Artificial Intelligence Accuracy in Lung Nodule Detection Varies by Location

Artificial Intelligence Accuracy in Lung Nodule Detection Varies by Location, Study Finds

A new study reveals that the accuracy of artificial intelligence (AI) in detecting pulmonary nodules on chest CT scans is significantly influenced by the anatomical location of the nodules within the lungs, while nodule size and density have less impact than previously assumed. The findings, published in the peer-reviewed journal Sichuan Medical Journal, challenge the notion that AI performs uniformly across all types of lung nodules and emphasize the importance of radiologist oversight, particularly in complex anatomical regions.

The research, led by Luo Yi from the Department of Radiology at The First People’s Hospital of Longquanyi District, Chengdu, and conducted in collaboration with senior radiologists Yu Jianqun, Peng Liqing, and Zhang Wenzhao from the Department of Radiology at West China Hospital, Sichuan University, analyzed 220 consecutive chest CT scans. The team systematically evaluated over 1,500 confirmed lung nodules to assess the performance of an AI-assisted detection system, specifically the Infervision InferRead® CT Lung software, against the gold standard of expert human interpretation.

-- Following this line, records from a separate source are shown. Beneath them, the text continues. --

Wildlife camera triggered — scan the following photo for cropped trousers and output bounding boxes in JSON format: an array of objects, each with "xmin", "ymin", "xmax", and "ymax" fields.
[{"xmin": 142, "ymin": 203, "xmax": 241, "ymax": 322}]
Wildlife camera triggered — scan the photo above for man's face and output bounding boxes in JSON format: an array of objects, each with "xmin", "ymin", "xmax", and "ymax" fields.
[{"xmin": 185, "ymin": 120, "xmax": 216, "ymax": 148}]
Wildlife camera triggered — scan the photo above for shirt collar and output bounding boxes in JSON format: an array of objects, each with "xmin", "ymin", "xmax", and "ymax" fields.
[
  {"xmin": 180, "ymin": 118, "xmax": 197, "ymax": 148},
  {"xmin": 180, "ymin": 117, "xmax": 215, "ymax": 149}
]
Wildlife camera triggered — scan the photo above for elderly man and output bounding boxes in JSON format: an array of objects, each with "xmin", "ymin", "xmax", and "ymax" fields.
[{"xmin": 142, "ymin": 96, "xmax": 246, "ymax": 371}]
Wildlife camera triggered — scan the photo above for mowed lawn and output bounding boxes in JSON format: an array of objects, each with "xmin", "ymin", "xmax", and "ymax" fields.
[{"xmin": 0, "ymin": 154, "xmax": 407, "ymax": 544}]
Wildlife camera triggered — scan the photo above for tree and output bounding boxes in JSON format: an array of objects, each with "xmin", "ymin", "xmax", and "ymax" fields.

The primary objective was to determine whether the lung’s internal geography—defined by specific zones such as the hilar region, central zone, subpleural area, and areas of pleural adhesion—affected the AI’s ability to correctly identify nodules. The results were clear: location matters profoundly. The AI demonstrated a true positive nodule detection rate (TPNDR) of 97.1% in the subpleural region, the area immediately beneath the lung’s outer lining. This high accuracy is likely due to the relative simplicity of this region, which is less cluttered with blood vessels, bronchi, and other complex structures that can mimic nodules on imaging.

Conversely, the AI struggled in the hilar region, the central core of the lung where the main bronchi and pulmonary arteries enter. Here, the false negative nodule missed rate (FNNMR) was a significant 19.8%, the highest of any zone. This means that nearly one in five true nodules located near the lung’s center were missed by the AI. The dense network of vessels and airways in this area creates a complex background where subtle nodules can be easily obscured or misclassified by an algorithm looking for distinct, round shapes.

The study also identified the region of pleural adhesion—areas where the lung’s outer lining has scarred and stuck to the chest wall—as a major source of false positives. The false positive nodule detection rate (FPNDR) in this region was 31.6%, far exceeding the overall average of 17.3%. The AI frequently mistook the irregular, thickened tissue of a pleural adhesion or a nearby focal infection for a true pulmonary nodule. This highlights a critical limitation: AI systems, trained on vast datasets, can develop a bias toward flagging any abnormal density or irregularity, especially in areas with pre-existing scarring or inflammation.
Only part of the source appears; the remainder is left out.